Thursday, February 26, 2009

Train from Ankara

I am out of the city now, away from the hustle and flow of life. In the background is Turkish folk music, the constant strumming of guitars, the sad painful song, moaning the sun behind the distant hills and rows and rows of farming tracts. I dosed through the erratic transition between sweltering, jumbled, madness that is a living city and the light, sleepy, slowness of the countryside. The stark light, tan mounds, browns, and cloudless blue skies seem to be awkward and desolate and beautiful all at the same time.
The train rolls on, rocking back and forth, lurching and shaking as if it has some kind of illness it cannot explain. Small clouds dot the sky now and the sun seems to be plowing through them in an unhurried nomadic way, having done its job for the day and retreating to some other place and time. I have slowed down as well. I feel rested and young and indifferent. The ungodly tossing and turning that has plagued me for a week while stopped, has ended and I am painfully aware of being lolled to sleep while moving.
My stomach is full of things that make the whole world I am visiting more surreal. Gifts that are appreciated more while in the belly of the desert, or the long expanse of plain. Melon, sweet bread and water shared by the family in my sleeper car. We do not communicate with words but we are travelers, moving through the world together for a time, and that is enough to bond us.
It is not all space and dust out here. Technology raises its many faceted head in the distance, diffracting light and peace and simpleness, detracting from its surrounding, a cellular tower. A Muslim woman is out feeding chickens. She is probably a decendent from many other women who stood and fed the relations of the chickens pecking around her feet. Hopefully she never realizes what the cell tower bodes. Her man is stuck between rows of cabbages, endlessly toiling for his family, weeding. Another house in the distance and a man raises his arm in a forlorn salute and waves it from his front porch not in greeting but to say goodbye to things and people he will never see. As the train passes him everything is soft, muted, tan and brown.
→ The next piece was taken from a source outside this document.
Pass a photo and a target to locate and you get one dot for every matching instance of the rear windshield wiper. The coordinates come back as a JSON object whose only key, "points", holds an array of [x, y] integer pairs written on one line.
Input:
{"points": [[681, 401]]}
All the thoughts of whats ahead have been thought and discarded. As long as the train continues on its path I will continue along mine. This train is my destiny for the moment. The quiet before the storm. The path of the train is easy and meandering without deviation except for the lurch and roll, though that too is constant. Maybe the lurch and roll is the trains unhappy way of dealing with the smoking tendrils of thought about life on a straight path. The whisper of a life of freedom and choice.
The train has the same choices as its passengers, to stop or to go, to be or not, for good or not. To close our eyes or to have them opened. I fear for those who have their eyes closed. What will happen when they miss the transitions that life has put before them. Will they be able to adjust to the stark difference of their own reality, of where they were to where they ended up? Will they be able to see how they arrived there?
The sun is setting and is half gone. Just sitting on the rim of the earth making the sky turn liquid, chaotic and crazy. The moon its cousin has made its first appearance now. It seems like a good sign that tonight it will be full and bright in the southern part of the world. Another good sign reaches me from the dining car; the smell of spices and food being prepared. The atmosphere is musky and light, and, ominous and dark all at the same time. It is an emotional thing this train and for awhile I look at the emotions around the train painted like the liquid sky, chaotic and crazy.
Some passengers look anxious to reach a destination, maybe any destination, while others look onto their final destination with trepidation and loathing. A few, like myself, have no idea where the train is going and do not chance to wonder about it. Our only thoughts are of where we are at. What is happening outside those dark windows under that full moon.
Outside of this pent up emotional vehicle a dark slow landscape passes by. It barely takes note of our passing and we barely have a chance to process it. Just more strangers meeting in someplace they thought they would never see each other. Still the music plays on, the mournful voice sings her fears to us and to the dark abyss outside. It makes me feel alone for a spell because I do not understand the words, so I do not understand her worry. Though this passenger feels alive because of it. To be someplace that I have never been before, sitting here with only my thoughts to keep me company.
I could jump from the train right now and be lost to the world forever. I do not though. I roll two cigarettes for me and the night porter. For now this is my home, my path, and the only place I want to be. This train from Ankara.